Characteristics | Values |
---|---|
Doubt | All beliefs |
Sensory beliefs | |
Dreaming beliefs | |
Even beliefs that seem clearly true | |
Beliefs about God | |
Beliefs about mathematics | |
Beliefs about science | |
Beliefs about the existence of God | |
Beliefs about the existence of the human mind | |
Beliefs about the existence of the human body | |
Beliefs about the existence of the human soul | |
Beliefs about the existence of the human mind and body | |
Beliefs about the existence of material things |
What You'll Learn
The senses can be deceptive
In his Meditations on First Philosophy, René Descartes argues that the senses do not accurately help us understand the world. He writes that he has begun to doubt all of his ideas, deciding that all those ideas come from the senses, which are not trustworthy.
Descartes' Dream Argument states that he often dreams of things that seem real to him while he is asleep. In one dream, he sits by a fire in his room, and it seems he can feel the warmth of the fire, just as he feels it in his waking life, even though there is no fire.

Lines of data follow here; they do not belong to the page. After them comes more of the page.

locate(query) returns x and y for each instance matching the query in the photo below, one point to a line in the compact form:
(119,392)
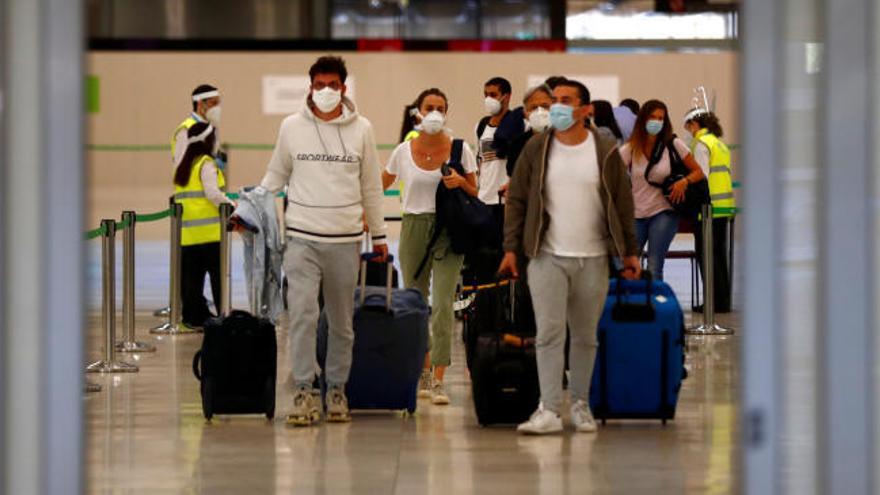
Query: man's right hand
(508,265)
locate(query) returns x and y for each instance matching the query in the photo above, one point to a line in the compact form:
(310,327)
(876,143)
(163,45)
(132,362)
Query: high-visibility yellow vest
(720,180)
(186,124)
(201,218)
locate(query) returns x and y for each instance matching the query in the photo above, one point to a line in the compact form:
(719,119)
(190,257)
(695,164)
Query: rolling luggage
(390,342)
(640,361)
(237,365)
(500,350)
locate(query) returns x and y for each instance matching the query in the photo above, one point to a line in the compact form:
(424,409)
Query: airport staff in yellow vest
(206,109)
(714,158)
(199,186)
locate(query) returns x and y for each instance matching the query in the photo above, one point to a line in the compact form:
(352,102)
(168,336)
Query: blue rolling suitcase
(640,361)
(390,342)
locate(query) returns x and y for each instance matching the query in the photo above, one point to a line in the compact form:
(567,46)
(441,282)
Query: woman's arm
(468,183)
(387,179)
(695,175)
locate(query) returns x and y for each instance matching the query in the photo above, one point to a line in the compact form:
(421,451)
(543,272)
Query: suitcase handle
(633,312)
(197,359)
(369,258)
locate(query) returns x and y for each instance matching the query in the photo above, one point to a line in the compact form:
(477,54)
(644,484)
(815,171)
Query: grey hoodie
(333,173)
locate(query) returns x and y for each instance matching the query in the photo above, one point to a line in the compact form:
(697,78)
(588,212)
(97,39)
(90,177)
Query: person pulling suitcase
(573,177)
(326,143)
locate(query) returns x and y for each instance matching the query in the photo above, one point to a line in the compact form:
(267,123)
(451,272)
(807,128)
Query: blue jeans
(658,231)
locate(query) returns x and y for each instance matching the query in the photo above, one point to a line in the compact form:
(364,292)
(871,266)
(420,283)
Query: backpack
(466,219)
(697,193)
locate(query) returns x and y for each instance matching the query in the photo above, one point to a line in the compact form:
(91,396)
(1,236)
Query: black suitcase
(500,350)
(237,365)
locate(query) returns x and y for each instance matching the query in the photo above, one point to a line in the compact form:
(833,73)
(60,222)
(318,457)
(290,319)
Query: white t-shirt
(493,170)
(571,197)
(648,199)
(420,185)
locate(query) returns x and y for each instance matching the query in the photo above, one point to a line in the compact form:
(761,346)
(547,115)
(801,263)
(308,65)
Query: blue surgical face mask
(561,116)
(654,127)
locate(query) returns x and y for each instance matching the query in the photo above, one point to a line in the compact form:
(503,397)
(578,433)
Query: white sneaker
(541,422)
(425,382)
(582,417)
(438,394)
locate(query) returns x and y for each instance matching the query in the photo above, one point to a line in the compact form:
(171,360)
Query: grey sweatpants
(571,290)
(309,266)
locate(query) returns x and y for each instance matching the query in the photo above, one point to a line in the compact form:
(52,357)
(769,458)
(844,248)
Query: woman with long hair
(656,220)
(198,186)
(411,120)
(418,162)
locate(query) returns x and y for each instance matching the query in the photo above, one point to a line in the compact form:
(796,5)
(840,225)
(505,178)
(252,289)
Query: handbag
(697,193)
(467,221)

The fact that he feels the fire doesn’t really allow him to tell when he is awake and when he is dreaming. Moreover, if his senses can convey to him the heat of the fire when he does not really feel it, he can’t trust that the fire exists when he feels it in his waking life.
In the Deceiving God and Evil Demon arguments, Descartes suggests that, for all he knows, he may be under the control of an all-powerful being bent on deceiving him. In that case, he does not have a body at all but is merely a brain fed information and illusions by the all-powerful being. Descartes does not intend these arguments to be taken literally. His point is to demonstrate that the senses can be deceived. If we cannot trust our senses to convey true information about the world around us, then we also can’t trust deductions we’ve made on the grounds of sense perception.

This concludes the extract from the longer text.